A project with this scope requires a high level of deployment automation. The whole CI/CD system is based on AWS CodeCommit, AWS CodePipeline, AWS CodeBuild, FluxCD, and is triggered by Git.
The only action taken by the DevOps team is the promotion between environments, which is also an automated action based on Helm templates and the CI/CD tools.
Figure 4 – Development and deployment flow.
The whole system is deployed in several non-prod and one production environment, allowing users to fully test the platform before pushing changes to production. Also, due to the nature of Docker and Kubernetes, rollbacks are easy to perform if needed.
The relational data is regularly “point in time” backed up; it’s also possible to be rebuilt from any point in time thanks to the immutable events stored.
All components will be monitored using the following open-source stack:
- ELK (Elasticsearch, Logstash, and Kibana)
Prometheus scrapes metrics, both from applications and infrastructure, although the latter requires specific Prometheus exporters to obtain the information from Amazon CloudWatch. Thus, each EKS cluster will have its own Prometheus server for scrapping, as well as a Grafana instance for the visualization of the metrics.
Jaeger provides open tracing capabilities. Thus, each microservice must include the Jaeger library with which to trace the requests and send information to a Jaeger collector placed in a specific Kubernetes observability cluster.
Filebeat is the agent in charge of collecting the application and audit logs from EKS, while infrastructure logs will be collected from CloudWatch using a Lambda function which sends all the logs to Kafka. This way, you can observe the whole application as well as the infrastructure.
Figure 5 – Observability flow.
- Logging: A Filebeat agent is used for logs collection, and Logstash is used for aggregation and processing. These logs are previously stored in a Kafka topic to prevent overloading Logstash and to be consumed by the informational system. Finally, data is stored on Elasticsearch and visualized by users through Kibana.
- Monitoring: Prometheus is used for metrics collection and storage. Microservices must expose metrics with the Micrometer library; JVM metrics are essential to identify malfunctions or bottlenecks. Grafana is used for visualization, and data is stored in an external data storage system so it can be used for functional monitoring.
- Tracing: Jaeger is used for tracing collection and processing. Traces are also stored in a Kafka topic for the same reasons that logs are. Finally, data is stored on Elasticsearch and visualization is done via Jaeger user interface (UI).
- Logging: A Lambda function collects the logs from CloudWatch and sends them to Logstash for aggregation and processing. These logs are also stored in Kafka so they can be consumed by the informational system. Eventually, the data will be stored on an Elasticsearch and visualized by users using Kibana.
- Monitoring: Prometheus is used for metrics collection and storage. An Elasticsearch-Kafka-Amazon RDS-CloudWatch exporter is required to expose database metrics. Visualization is done using Grafana. Here as well, data is stored in an external data storage system for further use in functional monitoring.

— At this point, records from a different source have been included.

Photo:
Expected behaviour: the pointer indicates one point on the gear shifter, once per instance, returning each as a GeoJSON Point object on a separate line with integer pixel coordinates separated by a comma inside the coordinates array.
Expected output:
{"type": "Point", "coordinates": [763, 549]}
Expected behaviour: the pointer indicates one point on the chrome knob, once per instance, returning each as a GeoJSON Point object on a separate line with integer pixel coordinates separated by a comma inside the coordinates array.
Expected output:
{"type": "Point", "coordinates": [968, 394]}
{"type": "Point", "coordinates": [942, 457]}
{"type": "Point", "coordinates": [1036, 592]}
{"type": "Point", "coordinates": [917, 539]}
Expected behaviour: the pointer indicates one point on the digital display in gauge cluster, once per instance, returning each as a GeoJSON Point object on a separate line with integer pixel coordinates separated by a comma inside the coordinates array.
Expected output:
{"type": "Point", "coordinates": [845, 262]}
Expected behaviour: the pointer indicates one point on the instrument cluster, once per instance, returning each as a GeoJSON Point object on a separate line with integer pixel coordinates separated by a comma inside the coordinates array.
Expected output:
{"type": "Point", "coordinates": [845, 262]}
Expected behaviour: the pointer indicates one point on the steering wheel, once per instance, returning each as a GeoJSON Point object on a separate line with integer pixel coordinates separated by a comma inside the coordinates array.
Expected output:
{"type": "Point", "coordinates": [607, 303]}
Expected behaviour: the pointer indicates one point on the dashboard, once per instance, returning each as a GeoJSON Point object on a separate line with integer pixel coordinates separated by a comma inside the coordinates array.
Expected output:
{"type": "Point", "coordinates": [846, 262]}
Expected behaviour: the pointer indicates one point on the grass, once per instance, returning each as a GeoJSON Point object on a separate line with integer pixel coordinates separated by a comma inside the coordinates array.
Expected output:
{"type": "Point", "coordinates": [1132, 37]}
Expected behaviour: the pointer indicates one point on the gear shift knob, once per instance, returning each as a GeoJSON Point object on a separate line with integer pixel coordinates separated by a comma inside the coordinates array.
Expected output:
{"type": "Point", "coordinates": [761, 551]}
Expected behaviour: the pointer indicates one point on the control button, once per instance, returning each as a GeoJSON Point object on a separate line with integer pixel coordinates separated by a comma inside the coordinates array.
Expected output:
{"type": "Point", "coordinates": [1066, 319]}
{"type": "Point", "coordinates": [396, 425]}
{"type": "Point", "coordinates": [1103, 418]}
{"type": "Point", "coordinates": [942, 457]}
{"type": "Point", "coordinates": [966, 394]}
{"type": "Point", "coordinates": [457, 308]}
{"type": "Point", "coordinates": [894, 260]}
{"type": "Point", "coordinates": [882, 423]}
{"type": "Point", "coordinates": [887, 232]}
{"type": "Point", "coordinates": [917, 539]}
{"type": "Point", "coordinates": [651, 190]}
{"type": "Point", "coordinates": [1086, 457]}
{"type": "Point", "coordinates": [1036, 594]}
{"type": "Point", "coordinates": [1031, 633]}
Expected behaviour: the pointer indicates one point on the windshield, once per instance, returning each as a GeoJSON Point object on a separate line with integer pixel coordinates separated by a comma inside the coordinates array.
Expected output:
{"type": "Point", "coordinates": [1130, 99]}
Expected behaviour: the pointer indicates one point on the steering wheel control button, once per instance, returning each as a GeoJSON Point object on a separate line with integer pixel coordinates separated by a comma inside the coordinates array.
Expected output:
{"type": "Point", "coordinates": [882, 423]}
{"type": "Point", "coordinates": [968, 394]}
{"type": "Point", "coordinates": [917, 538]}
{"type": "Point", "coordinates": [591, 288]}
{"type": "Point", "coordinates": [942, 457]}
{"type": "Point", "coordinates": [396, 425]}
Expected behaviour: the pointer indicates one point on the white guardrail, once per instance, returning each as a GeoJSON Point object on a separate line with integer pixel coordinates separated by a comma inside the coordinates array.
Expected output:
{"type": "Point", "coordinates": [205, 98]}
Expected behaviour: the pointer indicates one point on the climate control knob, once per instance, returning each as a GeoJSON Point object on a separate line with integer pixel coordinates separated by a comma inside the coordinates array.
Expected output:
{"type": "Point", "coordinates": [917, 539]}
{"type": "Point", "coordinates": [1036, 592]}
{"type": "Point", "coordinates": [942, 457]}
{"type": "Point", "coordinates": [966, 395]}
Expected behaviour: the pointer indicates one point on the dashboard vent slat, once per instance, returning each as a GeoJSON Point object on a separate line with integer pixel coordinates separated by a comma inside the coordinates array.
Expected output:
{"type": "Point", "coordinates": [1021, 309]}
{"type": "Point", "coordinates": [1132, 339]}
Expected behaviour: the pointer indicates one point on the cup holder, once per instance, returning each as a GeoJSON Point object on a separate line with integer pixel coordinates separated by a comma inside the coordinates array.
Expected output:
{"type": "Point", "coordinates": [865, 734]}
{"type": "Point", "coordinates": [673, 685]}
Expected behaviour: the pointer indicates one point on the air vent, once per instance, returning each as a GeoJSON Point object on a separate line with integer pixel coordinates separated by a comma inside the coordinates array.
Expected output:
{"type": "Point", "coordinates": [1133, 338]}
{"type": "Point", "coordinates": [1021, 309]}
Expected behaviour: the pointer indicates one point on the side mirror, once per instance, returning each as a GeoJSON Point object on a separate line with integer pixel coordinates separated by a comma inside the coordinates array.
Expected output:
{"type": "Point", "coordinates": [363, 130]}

Creating a baseline for a banking application is a massive task that should not be done from scratch. Taking advantage of a mature, well-tested CQRS banking platform that can pass the regulators’ audits is a major advantage.
To deploy the solution on AWS using a fully automated orchestration system is a recipe for success. AWS is constantly maintaining and improving its services, regions, and data centers, so the growing need of a banking application is no challenge for the AWS infrastructure capability, which is resilient, secure, and certified.